EU project MIRAGE to develop optical interconnect technology for terabit data links

MIRAGE - a new project supported by the Seventh Framework Programme (FP7), Information and Communication Technologies (ICT) of the European Commission (EC) - was launched recently with the goal of developing next-generation optical interconnect technology for terabit data links.

Focusing on optical rack-to-rack and board-to-board interconnects, the three-year research project brings together seven academic and industrial partners in the optical value chain. Headed by Greece’s National Technical University of Athens, partners also include the Aristotle University of Thessaloniki in Greece; nanoelectronics research institute Imec of Leuven, Belgium; UK-based OptoScribe Ltd; Austriamicrosystems AG; and Aachen-based AMO GmbH and Technische Universität München in Germany. The project’s total budget is €4.17m, including €3m from the EC.

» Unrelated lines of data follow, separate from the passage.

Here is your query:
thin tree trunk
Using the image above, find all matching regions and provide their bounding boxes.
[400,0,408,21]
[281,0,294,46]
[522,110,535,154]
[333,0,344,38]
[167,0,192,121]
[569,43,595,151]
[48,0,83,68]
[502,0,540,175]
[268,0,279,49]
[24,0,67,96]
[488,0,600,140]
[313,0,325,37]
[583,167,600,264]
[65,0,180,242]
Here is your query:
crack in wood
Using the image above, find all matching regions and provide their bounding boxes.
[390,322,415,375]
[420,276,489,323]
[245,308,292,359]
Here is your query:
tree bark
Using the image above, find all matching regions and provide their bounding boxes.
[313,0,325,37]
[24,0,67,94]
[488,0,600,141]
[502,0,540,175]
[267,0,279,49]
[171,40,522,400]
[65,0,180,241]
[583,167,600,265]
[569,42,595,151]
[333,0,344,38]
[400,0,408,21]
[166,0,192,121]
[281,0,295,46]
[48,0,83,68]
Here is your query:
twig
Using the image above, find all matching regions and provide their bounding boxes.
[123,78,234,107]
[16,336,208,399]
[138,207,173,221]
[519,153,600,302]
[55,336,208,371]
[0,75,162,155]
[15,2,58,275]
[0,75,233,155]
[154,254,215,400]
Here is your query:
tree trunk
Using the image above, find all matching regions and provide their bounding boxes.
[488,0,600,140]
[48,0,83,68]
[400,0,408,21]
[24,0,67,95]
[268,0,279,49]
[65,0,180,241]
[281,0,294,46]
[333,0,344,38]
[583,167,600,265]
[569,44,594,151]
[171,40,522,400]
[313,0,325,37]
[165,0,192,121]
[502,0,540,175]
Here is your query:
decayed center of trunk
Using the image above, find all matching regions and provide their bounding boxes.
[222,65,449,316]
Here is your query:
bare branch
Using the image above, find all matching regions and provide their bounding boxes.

Today the internet is morphing into a content-centric network with billions of users demanding ubiquitous, instant access to vast amounts of data. In this new networking paradigm, the hot spots are the data centers, where the bulk of the information is residing. These data centers may consist of hundreds or even thousands of servers interconnected with each other. The content providers are in a constant race to increase this interconnection speed to improve the delivery of the data to the end user.

MIRAGE’s aim is to increase the optical interconnect speed, which currently tops at around 140Gb/s per link, and bring it to the terabit realm. To do so, the program will tackle the issues that still have to be solved to develop technology suitable for commercial adoption. For example, it will look into high-speed VCSELs (vertical-cavity surface-emitting laser), low-energy electronic drivers, a flexible motherboard technology that allows new functionalities such as wavelength multiplexing, multi-level modulation and multi-core fibre coupling, and ways to introduce new degrees of parallelization into the optical interconnects. In addition, project partners will develop new assembly processes based on 3D integration of electronic and optical components to effectively blend silicon, glass and III-V photonic elements with CMOS silicon electronic drivers. 

As part of the project, Imec’s associated lab at Ghent University will develop the dedicated high-speed low-power VCSEL driver array and the transimpedance amplifier (TIA) array. In these IC designs, Imec will focus on the close integration and matching of the drivers with the corresponding VCSEL/photodiode arrays. Its team aims to co-optimize the electronic circuits, parasitic elements, interconnects and optical-electronic-optical component parameters to take advantage of the various new technologies developed by the MIRAGE consortium.

In addition, Imec will develop a methodology to simplify bonding the MIRAGE active add-ons to the silicon platform. Particularly for the VCSEL and photodiode bonding, tight alignment tolerances usually require costly equipment, whereas the large distance between VCSELs and waveguides necessitates the use of microlenses to account for beam divergence. MIRAGE will tackle these cost factors with a self-alignment assembly process based on microbumps.